Hey Gandhi, you wanna go overthrow the government? Come on, I'm bored...
Lenin, I've told you a thousand times not to interrupt me when I'm nonviolently making clothes! Find something different to do for a change. All you ever do is whine. Destroy the bourgeois...the state is evil...blah blah blah, constantly!
Gandhi, I swear you're the most boring revolutionary ever.
You know what Lenin? Fricking bite me.
Here's an interesting article I found online, which is a good explanation of how principles of nonviolence can work with....umm...violent revolution. Who'd have thought it? It turns out that Lenin and Gandhi are good complements to each other. Gandhi represents the spiritual principle of ahimsa, whereas Lenin represents Kshatriya ahimsa, or the ahimsa of the warrior. I will preface this interesting article with some appropriate quotes, of course. Don't ask me why I am about the quotes so much these days...it just happens sometimes.
"Destroy all that which is evil,
so that which is good may flourish."
- The MacManus Brothers
"While the State exists, there can be no freedom. When there is freedom there will be no State."
Lenin
"The only tyrant I accept in this world is the still voice within."
Mohandas Gandhi
Now onto the meat o' the blog:
The Path of the Warrior
The Bhagavad-Gita, which teaches about the spiritual aspect of yoga in great detail, was taught on the battlefield, during a civil war. While some will say that this outer battlefield is a metaphor for an inner struggle, which is true, that an outer battle was involved is clear from many historical records from ancient India. Krishna, the great yoga teacher, encouraged his disciple Arjuna, who was a great warrior, to fight, though Arjuna was reluctant and wanted to follow a way of non-violence instead. Why did Krishna encourage Arjuna to fight?
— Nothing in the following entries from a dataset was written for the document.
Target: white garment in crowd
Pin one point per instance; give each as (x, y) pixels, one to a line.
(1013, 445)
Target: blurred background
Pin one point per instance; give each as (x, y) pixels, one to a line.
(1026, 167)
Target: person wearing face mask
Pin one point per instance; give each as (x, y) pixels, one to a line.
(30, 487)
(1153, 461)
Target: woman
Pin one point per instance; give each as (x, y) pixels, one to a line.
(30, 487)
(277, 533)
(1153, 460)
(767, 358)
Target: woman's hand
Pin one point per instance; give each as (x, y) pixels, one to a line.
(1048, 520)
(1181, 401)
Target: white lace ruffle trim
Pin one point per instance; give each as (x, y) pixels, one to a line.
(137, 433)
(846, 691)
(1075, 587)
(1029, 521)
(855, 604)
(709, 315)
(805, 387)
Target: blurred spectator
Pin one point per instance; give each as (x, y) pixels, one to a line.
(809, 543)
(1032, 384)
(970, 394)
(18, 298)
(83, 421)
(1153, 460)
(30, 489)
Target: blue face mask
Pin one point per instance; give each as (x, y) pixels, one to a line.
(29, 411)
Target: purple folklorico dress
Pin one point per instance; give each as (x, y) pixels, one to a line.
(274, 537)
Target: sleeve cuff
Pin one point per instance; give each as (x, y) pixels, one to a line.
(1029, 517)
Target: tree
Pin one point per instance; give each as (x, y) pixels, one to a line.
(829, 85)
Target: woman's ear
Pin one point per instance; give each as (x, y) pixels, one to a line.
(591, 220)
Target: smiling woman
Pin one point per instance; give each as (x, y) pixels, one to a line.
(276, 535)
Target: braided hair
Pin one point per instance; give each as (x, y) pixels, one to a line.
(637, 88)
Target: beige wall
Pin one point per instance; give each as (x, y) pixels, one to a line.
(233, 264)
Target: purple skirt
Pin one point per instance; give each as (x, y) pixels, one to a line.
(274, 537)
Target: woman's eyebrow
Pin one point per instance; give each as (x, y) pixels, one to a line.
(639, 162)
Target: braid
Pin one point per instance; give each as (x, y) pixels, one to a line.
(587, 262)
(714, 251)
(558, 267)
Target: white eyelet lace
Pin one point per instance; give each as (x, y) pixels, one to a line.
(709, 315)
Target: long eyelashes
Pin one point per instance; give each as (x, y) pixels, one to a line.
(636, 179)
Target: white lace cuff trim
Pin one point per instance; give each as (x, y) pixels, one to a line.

There are two main types of ahimsa in the Yoga tradition. The first is ahimsa as a spiritual principle, that followed by monks, yogis and sadhus, which involves non-violence on all levels. The second is ahimsa as a political principle, the ahimsa of the warrior or the Kshatriya, that is followed by those who govern and protect society, which allows the use of violence to counter evil forces in the world, including to protect spiritual people, who often cannot defend themselves and become easy targets for worldly people. Krishna taught this Kshatriya ahimsa to Arjuna for the benefit of future generations. Sages before Krishna also taught this, like Vishvamitra who taught Rama and Lakshmana to destroy the evil forces that were persecuting spiritual people, so it is a very old tradition of India.
Yoga teaches us about the three great qualities of nature, the gunas of Prakriti, of sattva (harmony), rajas (action and aggression), and tamas (inertia, ignorance). There are several important laws of the interrelationship of these gunas. One important law is that sattva cannot defeat tamas. The quality of sattva being harmony, balance, meekness and surrender cannot break up the inertia of tamas, which is deep-seated anger rooted in ignorance, hatred and violence. For this the application of rajas or action to force change is required. Sattva or harmony cannot survive unless rajas is used to suppress tamas, which sees sattva as an unarmed enemy.
To put it more simply: Sattva means peace. Rajas means pain. Tamas means ignorance. Tamasic people being dull will only respond to pain. Only pain will bring about change for them. Otherwise they will continue, like a drug addict, in their destructive way of life.
The Kshatriya or warrior path is a common theme elsewhere in the Mahabharata, from which the Gita comes. The Mahabharata teaches that the masses of humanity are composed of mainly rajasic (egoistic) and tamasic (deluded) qualities, which makes them insensitive and unresponsive to sattvic (spiritual) methods. It states that if a ruler does not know how to properly apply the danda (rod), the symbol of punishment, that his subjects will end up "eating one another". Ahimsa as a spiritual principle should not violate common sense that requires a social order that has well-defined and fair laws and punishments to keep disintegrating influences in check.